On Apr 1, 2009, at 6:38 AM, Margaret Wasserman wrote:
One problem with this name is that a NAT66 device is _not_ stateless. It requires configured/static state to function -- at least the two prefixes between which it is translating.
In the work in Behave, we have very carefully defined "state" to mean "dynamic state" as opposed to "configuration". RFC 2765, Stateless Address Translation, has configuration as well (at minimum it has to be turned on). I think Remi is using the same line of reasoning here. Yes, it uses configuration (of an inside and an outside prefix), but there is no per-flow or per-end-system state maintained. As a result, if I want to load-share across two identically-configured NAT66 devices, I don't need to coordinate - they both have the information they need to come up with the same result.
In my experience, the terms NAT44, NAT64, NAT46 and NAT66 are the _names_ of specific IETF proposals. The terms IPv4 NAT and IPv6 NAT are used to generically identify IPv4-to-IPv4 NAT devices and IPv6- to-IPv6 NAT devices, respectively.

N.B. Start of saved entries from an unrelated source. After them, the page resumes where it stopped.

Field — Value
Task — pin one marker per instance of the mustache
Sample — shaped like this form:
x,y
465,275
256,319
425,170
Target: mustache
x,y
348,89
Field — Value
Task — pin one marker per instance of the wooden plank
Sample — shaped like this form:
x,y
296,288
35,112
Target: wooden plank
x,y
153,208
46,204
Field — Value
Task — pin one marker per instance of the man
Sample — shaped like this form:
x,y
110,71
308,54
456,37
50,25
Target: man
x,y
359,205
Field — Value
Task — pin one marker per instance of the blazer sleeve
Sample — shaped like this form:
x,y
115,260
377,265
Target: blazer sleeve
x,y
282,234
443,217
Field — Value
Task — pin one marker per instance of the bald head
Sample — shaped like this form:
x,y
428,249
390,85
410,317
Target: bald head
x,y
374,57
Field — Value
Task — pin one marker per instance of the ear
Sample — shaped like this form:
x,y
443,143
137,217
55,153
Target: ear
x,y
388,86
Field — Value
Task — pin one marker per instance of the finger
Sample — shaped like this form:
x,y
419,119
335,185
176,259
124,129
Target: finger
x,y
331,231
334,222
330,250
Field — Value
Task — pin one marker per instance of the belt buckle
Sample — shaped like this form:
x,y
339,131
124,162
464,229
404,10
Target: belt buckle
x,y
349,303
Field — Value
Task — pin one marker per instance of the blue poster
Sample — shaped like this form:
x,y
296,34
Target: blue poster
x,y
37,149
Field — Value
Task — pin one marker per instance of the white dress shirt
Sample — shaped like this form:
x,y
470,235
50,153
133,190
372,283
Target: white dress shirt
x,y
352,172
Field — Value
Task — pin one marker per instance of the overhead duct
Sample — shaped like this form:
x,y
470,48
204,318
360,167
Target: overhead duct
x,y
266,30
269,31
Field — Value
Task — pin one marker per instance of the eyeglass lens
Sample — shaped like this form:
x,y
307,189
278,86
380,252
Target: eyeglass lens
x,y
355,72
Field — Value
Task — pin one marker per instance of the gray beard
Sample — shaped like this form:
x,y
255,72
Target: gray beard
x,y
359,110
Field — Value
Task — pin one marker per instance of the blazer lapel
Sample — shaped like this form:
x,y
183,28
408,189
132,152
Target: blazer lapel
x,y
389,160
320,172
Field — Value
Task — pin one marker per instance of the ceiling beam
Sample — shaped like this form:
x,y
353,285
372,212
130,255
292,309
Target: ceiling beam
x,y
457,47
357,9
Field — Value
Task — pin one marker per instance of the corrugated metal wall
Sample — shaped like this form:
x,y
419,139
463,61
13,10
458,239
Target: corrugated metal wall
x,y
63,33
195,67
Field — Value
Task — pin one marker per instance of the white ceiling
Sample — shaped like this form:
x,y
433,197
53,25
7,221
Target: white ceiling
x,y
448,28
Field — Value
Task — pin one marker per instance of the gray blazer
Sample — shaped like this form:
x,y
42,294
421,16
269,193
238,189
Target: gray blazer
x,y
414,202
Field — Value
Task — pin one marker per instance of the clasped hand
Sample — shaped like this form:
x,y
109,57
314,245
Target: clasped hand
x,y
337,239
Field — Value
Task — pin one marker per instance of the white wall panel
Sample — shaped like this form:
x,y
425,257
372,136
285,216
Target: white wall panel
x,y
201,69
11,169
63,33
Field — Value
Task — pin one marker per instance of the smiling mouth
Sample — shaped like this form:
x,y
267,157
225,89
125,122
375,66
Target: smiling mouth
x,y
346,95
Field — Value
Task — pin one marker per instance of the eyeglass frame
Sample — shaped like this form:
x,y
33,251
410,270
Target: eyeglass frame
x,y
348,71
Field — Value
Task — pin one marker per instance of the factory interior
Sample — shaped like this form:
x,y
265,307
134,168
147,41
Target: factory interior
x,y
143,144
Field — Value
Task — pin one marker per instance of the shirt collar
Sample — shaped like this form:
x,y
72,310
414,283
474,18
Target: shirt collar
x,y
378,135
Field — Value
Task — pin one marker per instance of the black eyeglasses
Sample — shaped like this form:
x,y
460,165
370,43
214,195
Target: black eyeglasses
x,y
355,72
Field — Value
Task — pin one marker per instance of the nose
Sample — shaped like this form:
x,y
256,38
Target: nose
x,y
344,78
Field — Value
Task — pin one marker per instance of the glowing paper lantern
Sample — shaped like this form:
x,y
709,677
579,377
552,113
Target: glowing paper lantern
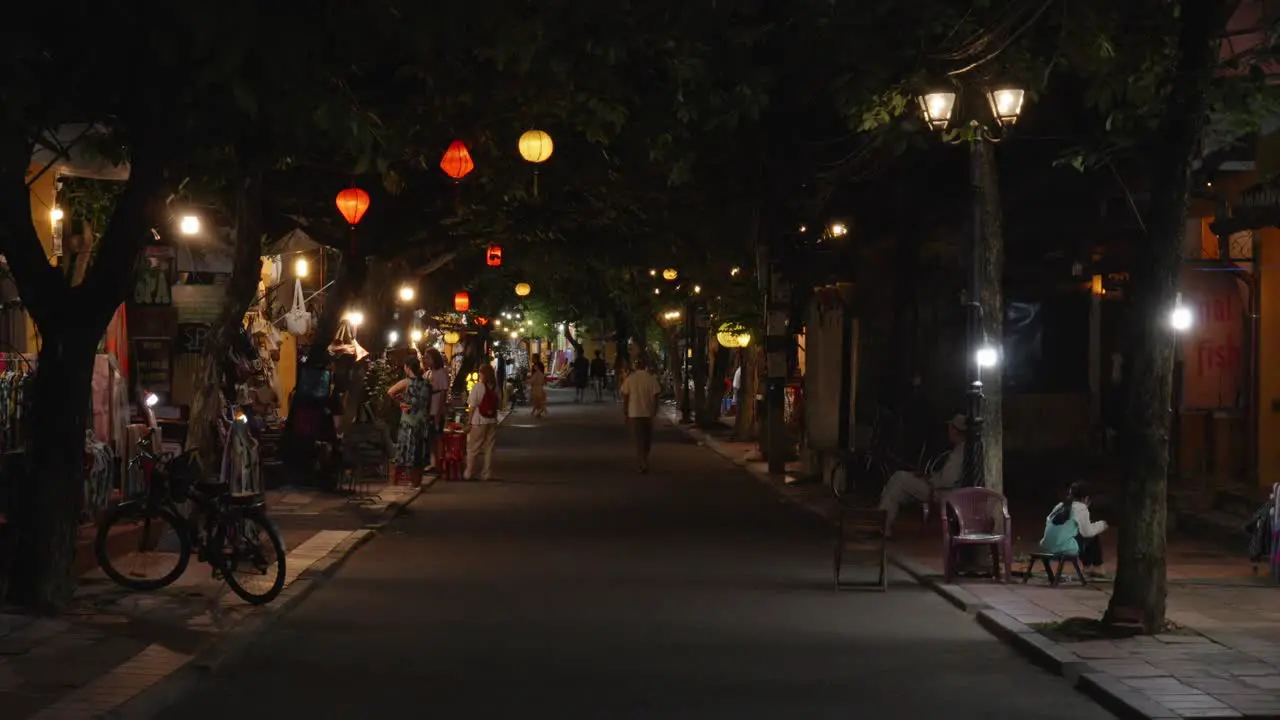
x,y
536,146
352,203
457,160
734,336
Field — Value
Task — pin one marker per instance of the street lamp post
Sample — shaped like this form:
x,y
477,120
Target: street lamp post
x,y
685,401
938,110
1180,319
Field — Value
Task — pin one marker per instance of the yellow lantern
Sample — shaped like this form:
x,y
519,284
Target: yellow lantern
x,y
734,336
536,146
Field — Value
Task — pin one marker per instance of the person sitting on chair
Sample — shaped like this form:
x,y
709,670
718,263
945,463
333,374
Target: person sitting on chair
x,y
1070,532
906,486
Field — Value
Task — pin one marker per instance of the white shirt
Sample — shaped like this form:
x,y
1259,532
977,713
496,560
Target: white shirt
x,y
1088,528
474,401
640,392
951,472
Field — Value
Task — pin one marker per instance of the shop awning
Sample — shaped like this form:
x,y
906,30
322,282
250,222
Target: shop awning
x,y
77,160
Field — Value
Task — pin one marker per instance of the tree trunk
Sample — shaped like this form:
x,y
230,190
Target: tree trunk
x,y
992,299
1139,583
699,365
745,424
48,505
246,272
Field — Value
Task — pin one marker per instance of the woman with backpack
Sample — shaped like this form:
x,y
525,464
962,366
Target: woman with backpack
x,y
414,393
484,404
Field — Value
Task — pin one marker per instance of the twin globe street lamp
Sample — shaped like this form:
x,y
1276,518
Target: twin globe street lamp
x,y
940,110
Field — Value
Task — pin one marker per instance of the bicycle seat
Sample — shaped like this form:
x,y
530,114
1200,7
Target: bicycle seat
x,y
213,488
245,499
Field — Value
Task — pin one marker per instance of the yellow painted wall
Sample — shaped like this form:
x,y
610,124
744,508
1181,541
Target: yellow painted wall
x,y
42,200
287,369
1269,358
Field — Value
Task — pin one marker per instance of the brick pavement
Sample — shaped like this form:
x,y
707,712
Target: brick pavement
x,y
1224,661
113,643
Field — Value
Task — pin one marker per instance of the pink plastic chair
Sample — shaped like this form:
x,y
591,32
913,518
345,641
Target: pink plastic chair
x,y
982,518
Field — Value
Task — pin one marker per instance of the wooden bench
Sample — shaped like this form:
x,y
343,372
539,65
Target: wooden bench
x,y
1055,575
862,529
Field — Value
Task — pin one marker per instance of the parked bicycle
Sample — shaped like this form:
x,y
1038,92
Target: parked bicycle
x,y
229,532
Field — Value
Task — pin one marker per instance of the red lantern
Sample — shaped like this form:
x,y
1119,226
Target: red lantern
x,y
352,203
457,160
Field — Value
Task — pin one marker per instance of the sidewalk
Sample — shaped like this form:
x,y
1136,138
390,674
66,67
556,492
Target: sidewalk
x,y
1221,661
113,646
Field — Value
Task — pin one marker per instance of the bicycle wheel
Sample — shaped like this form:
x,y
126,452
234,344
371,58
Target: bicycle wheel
x,y
155,556
250,554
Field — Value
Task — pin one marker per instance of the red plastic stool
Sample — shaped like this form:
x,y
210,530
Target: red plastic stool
x,y
453,455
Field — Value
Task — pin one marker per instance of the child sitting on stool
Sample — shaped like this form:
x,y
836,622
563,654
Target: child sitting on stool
x,y
1070,532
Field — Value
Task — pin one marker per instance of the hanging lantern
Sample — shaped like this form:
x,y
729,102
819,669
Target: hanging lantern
x,y
536,146
457,160
352,203
734,336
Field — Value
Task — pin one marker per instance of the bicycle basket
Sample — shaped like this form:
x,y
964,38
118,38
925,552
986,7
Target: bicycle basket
x,y
182,472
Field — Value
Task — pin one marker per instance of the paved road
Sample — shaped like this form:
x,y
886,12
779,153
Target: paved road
x,y
575,587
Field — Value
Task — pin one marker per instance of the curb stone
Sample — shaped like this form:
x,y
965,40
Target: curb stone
x,y
236,642
1121,700
1106,691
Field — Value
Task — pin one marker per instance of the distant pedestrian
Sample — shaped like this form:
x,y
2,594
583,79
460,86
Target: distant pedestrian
x,y
484,402
439,377
414,393
538,390
640,393
581,370
599,374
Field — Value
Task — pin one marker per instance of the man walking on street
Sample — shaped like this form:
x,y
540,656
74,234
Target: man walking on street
x,y
639,405
599,372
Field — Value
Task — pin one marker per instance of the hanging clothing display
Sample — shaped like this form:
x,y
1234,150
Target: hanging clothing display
x,y
14,396
100,472
242,468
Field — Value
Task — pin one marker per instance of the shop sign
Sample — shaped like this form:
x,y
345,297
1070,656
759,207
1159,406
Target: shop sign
x,y
191,337
1212,349
152,364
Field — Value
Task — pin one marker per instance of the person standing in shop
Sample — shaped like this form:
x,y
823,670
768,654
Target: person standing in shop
x,y
484,404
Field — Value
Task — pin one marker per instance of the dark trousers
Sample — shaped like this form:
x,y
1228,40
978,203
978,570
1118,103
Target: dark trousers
x,y
1091,551
641,428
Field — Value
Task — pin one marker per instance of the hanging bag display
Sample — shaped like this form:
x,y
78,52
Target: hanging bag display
x,y
297,320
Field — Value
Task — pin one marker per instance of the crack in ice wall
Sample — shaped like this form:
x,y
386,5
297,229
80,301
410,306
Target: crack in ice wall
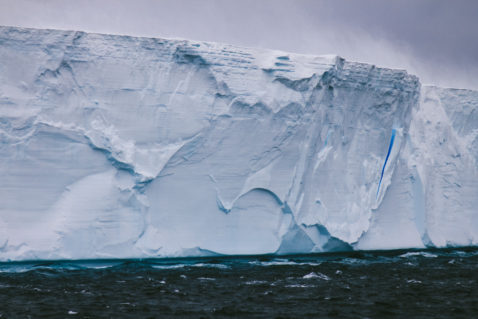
x,y
116,146
392,138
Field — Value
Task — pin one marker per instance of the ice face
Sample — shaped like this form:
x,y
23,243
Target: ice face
x,y
115,146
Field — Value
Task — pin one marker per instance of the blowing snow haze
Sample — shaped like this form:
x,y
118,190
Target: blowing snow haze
x,y
434,39
132,147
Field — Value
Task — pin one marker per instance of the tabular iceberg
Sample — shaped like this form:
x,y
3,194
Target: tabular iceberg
x,y
115,146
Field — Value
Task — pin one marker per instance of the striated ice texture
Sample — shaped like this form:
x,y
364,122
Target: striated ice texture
x,y
115,146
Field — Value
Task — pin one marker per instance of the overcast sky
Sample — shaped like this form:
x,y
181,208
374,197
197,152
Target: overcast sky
x,y
435,39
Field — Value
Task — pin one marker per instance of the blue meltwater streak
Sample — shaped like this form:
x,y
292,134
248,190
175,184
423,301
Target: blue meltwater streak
x,y
394,132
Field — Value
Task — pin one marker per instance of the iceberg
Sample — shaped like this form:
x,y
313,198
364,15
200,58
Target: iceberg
x,y
124,147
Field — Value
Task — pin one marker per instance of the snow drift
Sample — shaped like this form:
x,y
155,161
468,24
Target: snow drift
x,y
115,146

I agree, and at the same time I am aware that people use these terms in a generic sense. In the behave context, I am trying to replace both the names IVI and NAT46 (which are names of specific proposals) with reference to IPv4/IPv6 translation, and am getting pushback that "that is generically called NAT46", which happens to be the name of one document in a four document set. It is very confusing.
I agree that we are better talking about "IPv4/IPv4 NAT", "IPv6/IPv6 something", and "IPv4/IPv6 translation" as the generic terms.
That said, I think Remi has made a good suggestion here. Calling it Stateless Address Translation makes sense, I think.